We’ve learned that easy Sudoku might be too easy. We’ve found a source for solved puzzles that doesn’t try to trap our browser and scam us.

We’ve devised what will turn into a good way to test these “human” techniques: we can run the brute solver on the puzzle, and compare its answer to the techniques’ result. That may come in handy if our techniques make mistakes: comparing with the real solution could find the first mistake.

We have a sketch of how we might apply the techniques. As things stand, the SudokuTechniques object applies each technique once, in some order that we’ll define. Each technique can apply itself as many times as it wishes, as the only_one technique does. And then in the test, we create and apply the techniques over and over, until we solve or give up.

This will need refinement, but we have the basics in place.
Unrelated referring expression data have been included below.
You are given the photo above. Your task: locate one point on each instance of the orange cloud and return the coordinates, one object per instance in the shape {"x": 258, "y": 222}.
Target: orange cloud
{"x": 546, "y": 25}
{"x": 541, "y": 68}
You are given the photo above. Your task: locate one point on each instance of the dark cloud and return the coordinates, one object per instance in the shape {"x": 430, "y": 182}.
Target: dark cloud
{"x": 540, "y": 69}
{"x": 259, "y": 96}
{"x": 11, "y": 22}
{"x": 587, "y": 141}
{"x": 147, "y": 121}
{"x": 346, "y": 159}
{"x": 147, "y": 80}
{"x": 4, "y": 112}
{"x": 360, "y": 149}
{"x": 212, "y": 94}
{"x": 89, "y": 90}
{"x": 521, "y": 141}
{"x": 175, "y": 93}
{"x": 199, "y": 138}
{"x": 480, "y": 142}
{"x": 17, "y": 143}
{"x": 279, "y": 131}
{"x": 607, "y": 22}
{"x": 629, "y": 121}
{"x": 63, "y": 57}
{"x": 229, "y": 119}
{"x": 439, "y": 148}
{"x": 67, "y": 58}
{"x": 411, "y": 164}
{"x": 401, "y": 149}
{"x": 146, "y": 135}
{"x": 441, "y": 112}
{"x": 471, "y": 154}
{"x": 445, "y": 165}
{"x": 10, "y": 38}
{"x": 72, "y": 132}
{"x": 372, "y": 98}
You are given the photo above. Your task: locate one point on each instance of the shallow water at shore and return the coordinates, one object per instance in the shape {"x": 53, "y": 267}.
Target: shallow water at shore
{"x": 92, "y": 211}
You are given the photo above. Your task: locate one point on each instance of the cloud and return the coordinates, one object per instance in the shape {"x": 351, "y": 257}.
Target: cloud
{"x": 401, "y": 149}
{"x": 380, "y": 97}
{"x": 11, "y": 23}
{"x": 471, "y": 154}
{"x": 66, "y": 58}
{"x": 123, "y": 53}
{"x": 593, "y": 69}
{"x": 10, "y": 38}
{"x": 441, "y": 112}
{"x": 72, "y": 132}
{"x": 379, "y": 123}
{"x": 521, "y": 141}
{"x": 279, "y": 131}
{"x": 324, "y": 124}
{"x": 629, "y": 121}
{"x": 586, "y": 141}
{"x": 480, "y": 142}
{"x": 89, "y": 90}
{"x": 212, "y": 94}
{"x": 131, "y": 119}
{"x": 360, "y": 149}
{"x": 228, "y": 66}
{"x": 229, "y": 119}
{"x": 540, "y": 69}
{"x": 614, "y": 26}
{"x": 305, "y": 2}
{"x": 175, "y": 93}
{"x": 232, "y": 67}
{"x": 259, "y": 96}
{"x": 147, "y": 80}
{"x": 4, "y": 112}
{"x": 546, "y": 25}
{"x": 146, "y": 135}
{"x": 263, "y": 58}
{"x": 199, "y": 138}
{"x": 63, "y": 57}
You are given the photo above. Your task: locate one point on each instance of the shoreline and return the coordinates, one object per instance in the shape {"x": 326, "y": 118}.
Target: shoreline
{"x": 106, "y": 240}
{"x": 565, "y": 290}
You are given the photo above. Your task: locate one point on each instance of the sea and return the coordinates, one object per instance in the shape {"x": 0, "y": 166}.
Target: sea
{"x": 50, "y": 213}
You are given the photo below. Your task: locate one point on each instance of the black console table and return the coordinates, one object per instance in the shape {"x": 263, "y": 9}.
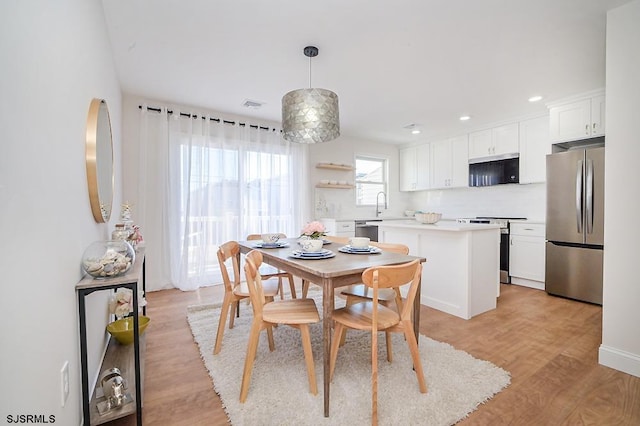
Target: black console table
{"x": 132, "y": 279}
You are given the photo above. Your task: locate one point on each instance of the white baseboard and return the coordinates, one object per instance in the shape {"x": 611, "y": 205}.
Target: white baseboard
{"x": 617, "y": 359}
{"x": 539, "y": 285}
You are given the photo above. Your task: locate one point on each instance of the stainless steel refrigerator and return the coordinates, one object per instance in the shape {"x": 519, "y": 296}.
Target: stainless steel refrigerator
{"x": 575, "y": 224}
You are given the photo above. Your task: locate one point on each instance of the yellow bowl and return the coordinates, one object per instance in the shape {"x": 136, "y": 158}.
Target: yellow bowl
{"x": 122, "y": 329}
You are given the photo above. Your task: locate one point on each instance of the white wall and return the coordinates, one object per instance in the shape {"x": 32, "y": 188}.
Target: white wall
{"x": 340, "y": 203}
{"x": 56, "y": 57}
{"x": 528, "y": 201}
{"x": 503, "y": 200}
{"x": 620, "y": 347}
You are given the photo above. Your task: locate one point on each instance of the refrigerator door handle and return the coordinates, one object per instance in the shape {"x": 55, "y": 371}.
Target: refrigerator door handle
{"x": 579, "y": 215}
{"x": 589, "y": 196}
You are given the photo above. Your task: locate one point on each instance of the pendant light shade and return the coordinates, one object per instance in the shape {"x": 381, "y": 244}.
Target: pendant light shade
{"x": 310, "y": 115}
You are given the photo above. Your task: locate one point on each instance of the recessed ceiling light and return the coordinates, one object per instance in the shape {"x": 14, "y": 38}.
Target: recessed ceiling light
{"x": 248, "y": 103}
{"x": 415, "y": 128}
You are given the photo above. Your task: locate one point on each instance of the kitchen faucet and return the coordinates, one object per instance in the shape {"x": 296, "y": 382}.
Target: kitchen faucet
{"x": 378, "y": 212}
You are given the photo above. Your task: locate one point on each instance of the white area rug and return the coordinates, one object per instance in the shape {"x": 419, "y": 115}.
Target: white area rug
{"x": 279, "y": 393}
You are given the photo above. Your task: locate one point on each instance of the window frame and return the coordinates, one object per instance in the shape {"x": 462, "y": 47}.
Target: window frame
{"x": 357, "y": 182}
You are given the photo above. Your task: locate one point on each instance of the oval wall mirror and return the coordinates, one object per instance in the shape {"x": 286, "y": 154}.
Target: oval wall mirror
{"x": 99, "y": 159}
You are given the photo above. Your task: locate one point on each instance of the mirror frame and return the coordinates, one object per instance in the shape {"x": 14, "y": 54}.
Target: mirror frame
{"x": 99, "y": 160}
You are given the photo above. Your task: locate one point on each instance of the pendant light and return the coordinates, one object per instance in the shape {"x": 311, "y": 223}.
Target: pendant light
{"x": 310, "y": 115}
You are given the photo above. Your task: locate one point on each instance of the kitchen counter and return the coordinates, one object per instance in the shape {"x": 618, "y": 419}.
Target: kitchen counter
{"x": 462, "y": 273}
{"x": 442, "y": 225}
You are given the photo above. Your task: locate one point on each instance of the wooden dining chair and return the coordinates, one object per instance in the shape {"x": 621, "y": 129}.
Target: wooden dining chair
{"x": 270, "y": 272}
{"x": 298, "y": 313}
{"x": 360, "y": 292}
{"x": 333, "y": 239}
{"x": 234, "y": 290}
{"x": 373, "y": 316}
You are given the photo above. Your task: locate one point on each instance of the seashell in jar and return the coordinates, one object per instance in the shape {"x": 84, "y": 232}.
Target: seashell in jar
{"x": 93, "y": 267}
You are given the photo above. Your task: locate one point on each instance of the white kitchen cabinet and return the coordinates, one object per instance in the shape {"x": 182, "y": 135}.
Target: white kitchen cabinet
{"x": 579, "y": 119}
{"x": 339, "y": 228}
{"x": 496, "y": 141}
{"x": 414, "y": 168}
{"x": 534, "y": 147}
{"x": 461, "y": 275}
{"x": 527, "y": 254}
{"x": 450, "y": 163}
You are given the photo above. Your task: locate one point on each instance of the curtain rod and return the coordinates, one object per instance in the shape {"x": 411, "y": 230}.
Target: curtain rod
{"x": 217, "y": 120}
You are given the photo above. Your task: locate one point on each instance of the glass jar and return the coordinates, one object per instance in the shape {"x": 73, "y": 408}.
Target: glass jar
{"x": 120, "y": 233}
{"x": 107, "y": 259}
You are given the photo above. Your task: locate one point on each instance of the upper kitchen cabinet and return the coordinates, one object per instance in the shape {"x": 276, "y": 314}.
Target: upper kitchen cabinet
{"x": 579, "y": 118}
{"x": 496, "y": 141}
{"x": 414, "y": 168}
{"x": 534, "y": 147}
{"x": 450, "y": 163}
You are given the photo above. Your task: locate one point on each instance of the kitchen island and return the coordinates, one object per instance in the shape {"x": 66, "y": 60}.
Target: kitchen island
{"x": 462, "y": 274}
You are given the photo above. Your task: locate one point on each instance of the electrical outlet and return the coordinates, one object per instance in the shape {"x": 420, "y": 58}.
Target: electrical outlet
{"x": 64, "y": 383}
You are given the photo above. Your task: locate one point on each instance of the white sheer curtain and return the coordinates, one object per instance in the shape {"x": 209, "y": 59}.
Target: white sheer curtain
{"x": 216, "y": 182}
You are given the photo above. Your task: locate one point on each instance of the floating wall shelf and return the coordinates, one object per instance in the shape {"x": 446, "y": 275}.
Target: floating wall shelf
{"x": 332, "y": 166}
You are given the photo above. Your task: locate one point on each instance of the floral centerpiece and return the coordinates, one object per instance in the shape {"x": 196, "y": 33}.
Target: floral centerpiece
{"x": 313, "y": 230}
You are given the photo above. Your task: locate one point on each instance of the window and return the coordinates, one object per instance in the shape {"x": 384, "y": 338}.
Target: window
{"x": 371, "y": 178}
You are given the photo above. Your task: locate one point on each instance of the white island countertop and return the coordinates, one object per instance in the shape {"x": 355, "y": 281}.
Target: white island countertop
{"x": 462, "y": 273}
{"x": 442, "y": 225}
I would frankly prefer to have had things go more smoothly, but they didn’t, and, unlike some times, when we know exactly where we went wrong, today I don’t know what happened. Things got a bit ragged, but we learned a lot and don’t have any really big concerns facing us.

I call that a win. See you next time!

1. Not As Interesting As It Sounds

2. Yes, I do know what that word means.

3. Knowing me, that day will in fact come. I already know what I’d like to work on next and am just holding off to see if anyone wants to join me. I work on what interests me, and when a problem ceases to interest me, I move to a new one. Frequent readers will have noticed.